Haemophilia represents a high-cost, low-volume disease [1]. Hence, in developing countries where 90% of haemophilia patients of the world live, it puts the government of the day in a conundrum, i.e. the limited resources of that country earmarked for health need to be distributed amongst management and prevention of various diseases which optimally helps the population of the country. Hence, there is a need for developing research protocols suitable for that country in an evidence-based manner. Haemophilia research in India is one of the examples of need-based research, often driven by patient organizations like the Haemophilia Federation of India [2]. In the last 30 years, a large number of research papers in haemophilia have contributed materially to our diagnostics, management and training of manpower in the country [3].

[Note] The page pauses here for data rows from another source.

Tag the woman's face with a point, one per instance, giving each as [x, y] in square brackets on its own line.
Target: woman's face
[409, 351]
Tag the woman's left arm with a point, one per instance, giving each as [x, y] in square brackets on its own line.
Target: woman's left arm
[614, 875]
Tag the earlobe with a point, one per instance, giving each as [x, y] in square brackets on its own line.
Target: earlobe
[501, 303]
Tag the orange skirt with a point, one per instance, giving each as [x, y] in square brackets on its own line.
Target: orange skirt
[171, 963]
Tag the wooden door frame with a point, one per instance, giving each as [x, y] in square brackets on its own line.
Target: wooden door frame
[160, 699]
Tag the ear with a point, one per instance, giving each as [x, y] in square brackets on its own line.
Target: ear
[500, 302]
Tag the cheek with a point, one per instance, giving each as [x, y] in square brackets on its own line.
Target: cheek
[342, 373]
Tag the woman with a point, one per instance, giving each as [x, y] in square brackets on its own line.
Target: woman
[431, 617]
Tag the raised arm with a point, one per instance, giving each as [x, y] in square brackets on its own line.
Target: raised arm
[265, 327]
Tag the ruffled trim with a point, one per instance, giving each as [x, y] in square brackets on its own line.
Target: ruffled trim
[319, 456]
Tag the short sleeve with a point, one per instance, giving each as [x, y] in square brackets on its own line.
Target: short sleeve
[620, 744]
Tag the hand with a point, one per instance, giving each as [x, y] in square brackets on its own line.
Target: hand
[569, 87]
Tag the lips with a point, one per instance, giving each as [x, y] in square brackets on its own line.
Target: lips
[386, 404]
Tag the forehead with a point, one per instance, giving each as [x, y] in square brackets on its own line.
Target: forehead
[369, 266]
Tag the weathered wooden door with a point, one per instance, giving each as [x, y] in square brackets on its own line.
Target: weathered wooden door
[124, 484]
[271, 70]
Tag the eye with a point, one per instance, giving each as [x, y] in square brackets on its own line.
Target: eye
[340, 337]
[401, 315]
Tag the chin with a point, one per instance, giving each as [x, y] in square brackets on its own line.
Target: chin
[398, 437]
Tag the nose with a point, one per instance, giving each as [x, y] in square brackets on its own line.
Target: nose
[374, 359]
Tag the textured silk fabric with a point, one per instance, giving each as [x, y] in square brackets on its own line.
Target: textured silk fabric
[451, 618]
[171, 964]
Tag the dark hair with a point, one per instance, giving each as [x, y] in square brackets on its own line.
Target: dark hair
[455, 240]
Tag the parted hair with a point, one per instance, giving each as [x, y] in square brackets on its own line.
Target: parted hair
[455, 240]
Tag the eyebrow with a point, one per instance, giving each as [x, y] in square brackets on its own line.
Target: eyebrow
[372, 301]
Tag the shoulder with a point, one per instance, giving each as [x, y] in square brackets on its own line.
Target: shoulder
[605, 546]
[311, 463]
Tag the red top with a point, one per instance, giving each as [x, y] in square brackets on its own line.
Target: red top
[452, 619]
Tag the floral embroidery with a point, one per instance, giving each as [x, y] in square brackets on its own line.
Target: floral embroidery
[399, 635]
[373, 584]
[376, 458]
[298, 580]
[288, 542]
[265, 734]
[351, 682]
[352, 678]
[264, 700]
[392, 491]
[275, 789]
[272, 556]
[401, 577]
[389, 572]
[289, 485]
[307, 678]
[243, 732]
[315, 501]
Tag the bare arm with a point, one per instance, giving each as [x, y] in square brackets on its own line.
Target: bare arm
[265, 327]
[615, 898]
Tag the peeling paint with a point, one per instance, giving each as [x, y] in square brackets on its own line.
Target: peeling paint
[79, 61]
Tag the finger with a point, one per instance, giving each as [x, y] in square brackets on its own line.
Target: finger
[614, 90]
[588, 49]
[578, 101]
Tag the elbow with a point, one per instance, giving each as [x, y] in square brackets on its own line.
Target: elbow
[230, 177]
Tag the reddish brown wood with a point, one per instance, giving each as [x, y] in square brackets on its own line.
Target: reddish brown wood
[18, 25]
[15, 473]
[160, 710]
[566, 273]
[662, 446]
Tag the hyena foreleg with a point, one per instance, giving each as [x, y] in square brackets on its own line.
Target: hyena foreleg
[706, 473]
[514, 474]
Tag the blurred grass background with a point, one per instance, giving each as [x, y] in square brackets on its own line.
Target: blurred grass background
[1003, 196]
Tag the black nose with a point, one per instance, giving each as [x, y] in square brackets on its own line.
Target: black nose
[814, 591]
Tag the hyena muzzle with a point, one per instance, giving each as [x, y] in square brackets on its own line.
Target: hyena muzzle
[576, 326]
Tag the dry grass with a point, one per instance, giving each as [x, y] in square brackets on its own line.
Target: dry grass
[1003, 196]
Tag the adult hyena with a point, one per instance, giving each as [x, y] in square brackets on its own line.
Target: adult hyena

However, till recently, NIIH, Mumbai, AIIMS, New Delhi and CMC Vellore were the three Institutions which spearheaded major areas of research in haemophilia i.e. management, diagnosis, complications, prenatal diagnosis, molecular pathology etc. [4]. Recently many more institutions are taking part in haemophilia research. One of the major areas in which it is happening are the international clinical trials of many new products that are already in the market or on the horizon. The SIPPET trial is one of the best examples of that Indian collaboration with the international community [5]. The Haemophilia Federation of India did establish a haemophilia patient registry which has stimulated ICMR to take up this registry and introduce similar registries in common genetic disorders.
Registries often not only drive significant amount of research in that disorder [6] with important implications for health planners in resource redistribution, strengthen diagnosis and management in areas where it is most required, allow comparisons of wellbeing and prevalence of various complications within that disorder with other countries’ registry data [7, 8], they also stimulate well-balanced clinical trials which are statistically robust and many such trials allow patients to receive expensive therapeutic interventions free-of-cost.
At present, the Indian haemophilia (Bleeding Disorder) registry has close to 20,000 haemophilia patients from all over the country, though we expect this number to swell near 85,000–100,000 when investigative techniques i.e. coagulation laboratories become available across 750 districts in the country. This project is under consideration by National Rural Health Mission. When that happens, the number of research efforts, individual case reports etc. in haemophilia will increase manyfold.
CMC Vellore for last few years has been making grounds [9] for gene therapy in the disease and that will be one of the big areas of research. Our seminal findings showing that deficiency of procoagulant proteins or coinheritance of thrombotic genes substantially reduce the clinical severity of bleeding [10] have now been translated into products [11]. At NIIH in Mumbai, efforts are being made to use clinical modulation of protein C levels to obtain similar results. Development of plasma-based and recombinant-based factor concentrate industry in India in the near future will be another area of operational research which will benefit a large number of haemophilia patients. Our study of mutations in haemophilia already gave some direction to develop factor VIII concentrates with supernormal activity [12]. Recombinant proteins incorporating those mutations in our own country will be a reality.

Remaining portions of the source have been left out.